Rewoven Figure-8: The rewoven figure-8 is an excellent knot for tying into a seat harness at the end of the rope. Finish it off by tying an overhand knot in the loose end. This knot also can be used to connect a rope to an anchor.
Double Rewoven Figure-8: The double rewoven figure-8 can be used by the middle person in a three-person rope team to tie the rope to the seat harness. Secure the resulting end loop with an overhand knot or a locking carabiner (the locking carabiner makes a cleaner finish and a smaller knot).
Single Bowline: The single bowline makes a loop at the end of the climbing rope that will not slip, and it can secure the rope around a tree or other anchor. The tail end of the rope should come out on the inside of the loop; the knot is much weaker if this end finishes on the outside of the loop. Tie off the tail with an overhand knot.
Double Bowline: The middle person on a three-person rope can tie the double bowline to the seat harness. Secure the resulting end loop with an overhand knot or a locking carabiner (the locking carabiner makes a cleaner finish and a smaller knot).
Rewoven Bowline: The rewoven bowline is another excellent knot for tying into a seat harness at the end of the rope. It can be used in place of the rewoven figure-8. If the rewoven portion of the bowline comes untied, you are still tied in with a single bowline.

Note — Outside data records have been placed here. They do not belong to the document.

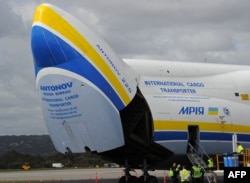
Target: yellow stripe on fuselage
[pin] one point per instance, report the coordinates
(203, 126)
(60, 25)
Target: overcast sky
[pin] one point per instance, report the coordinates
(216, 31)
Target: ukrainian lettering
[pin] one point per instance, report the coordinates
(56, 87)
(189, 110)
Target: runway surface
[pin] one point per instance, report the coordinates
(101, 175)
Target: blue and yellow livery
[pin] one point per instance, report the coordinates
(132, 110)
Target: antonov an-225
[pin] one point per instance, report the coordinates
(135, 112)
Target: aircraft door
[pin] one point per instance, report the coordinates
(193, 139)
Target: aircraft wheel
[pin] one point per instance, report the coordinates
(131, 179)
(151, 179)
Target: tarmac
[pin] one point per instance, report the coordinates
(77, 175)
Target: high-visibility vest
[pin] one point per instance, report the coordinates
(240, 149)
(196, 172)
(184, 175)
(210, 163)
(171, 172)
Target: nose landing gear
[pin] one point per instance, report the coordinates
(144, 178)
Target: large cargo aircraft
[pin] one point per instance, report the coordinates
(135, 112)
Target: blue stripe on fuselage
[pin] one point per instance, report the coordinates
(51, 51)
(175, 135)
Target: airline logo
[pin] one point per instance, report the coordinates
(213, 111)
(198, 110)
(191, 110)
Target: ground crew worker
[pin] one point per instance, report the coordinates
(210, 164)
(173, 173)
(178, 169)
(184, 175)
(240, 148)
(196, 174)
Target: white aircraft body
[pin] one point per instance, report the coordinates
(132, 110)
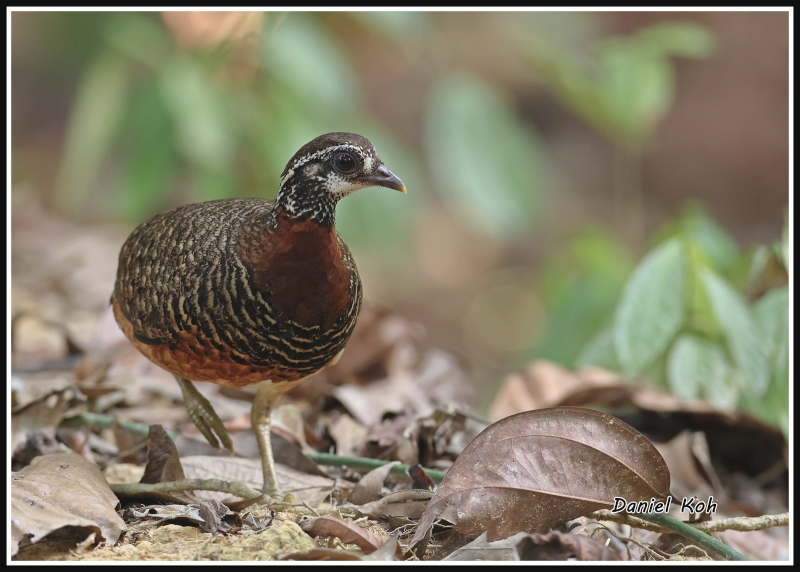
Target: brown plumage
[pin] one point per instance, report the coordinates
(241, 292)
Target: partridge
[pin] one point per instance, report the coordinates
(250, 292)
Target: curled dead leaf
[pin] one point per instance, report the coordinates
(346, 531)
(61, 490)
(533, 471)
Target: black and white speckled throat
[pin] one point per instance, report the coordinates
(309, 200)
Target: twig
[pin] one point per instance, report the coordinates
(365, 463)
(218, 485)
(327, 459)
(740, 523)
(665, 523)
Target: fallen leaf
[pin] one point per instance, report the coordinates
(526, 546)
(346, 531)
(211, 514)
(419, 478)
(388, 438)
(533, 471)
(348, 434)
(409, 503)
(61, 490)
(368, 488)
(163, 463)
(326, 555)
(311, 489)
(46, 411)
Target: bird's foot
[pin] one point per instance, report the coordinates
(204, 417)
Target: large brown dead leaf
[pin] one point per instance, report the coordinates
(61, 490)
(533, 471)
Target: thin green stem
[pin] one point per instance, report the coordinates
(365, 463)
(688, 531)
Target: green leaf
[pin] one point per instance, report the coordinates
(485, 161)
(198, 110)
(93, 122)
(599, 352)
(301, 53)
(151, 160)
(742, 334)
(684, 39)
(637, 86)
(400, 26)
(652, 307)
(695, 364)
(581, 283)
(724, 390)
(715, 242)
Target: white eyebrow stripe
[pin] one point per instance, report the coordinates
(327, 150)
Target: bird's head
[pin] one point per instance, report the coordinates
(328, 168)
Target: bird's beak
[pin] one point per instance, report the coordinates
(383, 177)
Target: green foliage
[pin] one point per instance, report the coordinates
(626, 89)
(652, 308)
(580, 284)
(487, 163)
(682, 322)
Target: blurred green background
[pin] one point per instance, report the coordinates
(591, 188)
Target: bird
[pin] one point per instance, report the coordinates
(245, 292)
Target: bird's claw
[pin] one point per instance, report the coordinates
(204, 417)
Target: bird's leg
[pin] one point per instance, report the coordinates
(262, 423)
(203, 416)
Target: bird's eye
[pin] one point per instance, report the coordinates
(344, 163)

Single Bowline with a Yosemite Finish: The single bowline with a Yosemite finish is the same as a single bowline, except that the tail retraces the rope until it is parallel with the standing end. This knot is easy to untie after it has been loaded, making it a good choice for a top-roping tie-in.
Butterfly Knot: The useful characteristic of the butterfly knot is that it can sustain a pull on either strand of the rope or the loop and not come undone. A connection to this knot is made with a locking carabiner through the loop.
Clove Hitch: The clove hitch is a quick knot for clipping into a carabiner attached to an anchor. With the clove hitch, it is easy to adjust the length of the rope between the belayer and the anchor without unclipping.
Girth Hitch, Overhand Slip Knot, and Clove Hitch: The girth hitch, the overhand slip knot, and the clove hitch are simple knots that can be used to tie off partially driven pitons or ice screws.
![](images/pixel.gif)
Friction knots provide a quick and simple way to set up a system for ascending or descending a climbing rope. The knots grip the climbing rope when weight is on them, but are free to move when the weight is released. The best known friction knot is the prusik, but others such as the Bachmann and the Klemheist are also useful.
Prusik Knot: The prusik knot requires a few wraps of an accessory cord around the climbing rope, and it's ready to go to work. The cord is usually a loop (sling) of 5-millimeter to 7-millimeter perlon, wrapped two or three times around the rope. Icy ropes or heavy loads require more wraps than dry ropes or light loads.
- The accessory cord must be smaller in diameter than the climbing rope, and the greater the difference in diameter, the better it grips. However, small-diameter cords make the prusik knot a little harder to manipulate than cords of larger diameter. Experiment to see which diameter of cord works best for you. Webbing isn't usually used for prusik knots because it may not hold. By attaching two slings to a climbing rope with prusik knots, you can "climb" up the rope. The prusik knot is also used to help in raising and lowering people and equipment during rescues.
Klemheist Knot: The Klemheist knot is another alternative to the prusik, with the advantage that it allows you to use a sling made from either accessory cord or webbing. This can be a big help to a climber caught with an ample supply of webbing but little cord.
- The cord or webbing is wound around the main rope in a spiral and then threaded through the loop of the top wrap. The Klemheist tied off is less likely to jam and easier to loosen and slide than the basic Klemheist. The Klemheist can also be tied around a carabiner, providing a good handhold.
- The Munter hitch is very easy to set up and use, and the only equipment needed is a large pear-shaped locking carabiner. Even if you prefer to use a specialized belay device, this hitch is worth knowing as a backup for the time you forget or lose your device.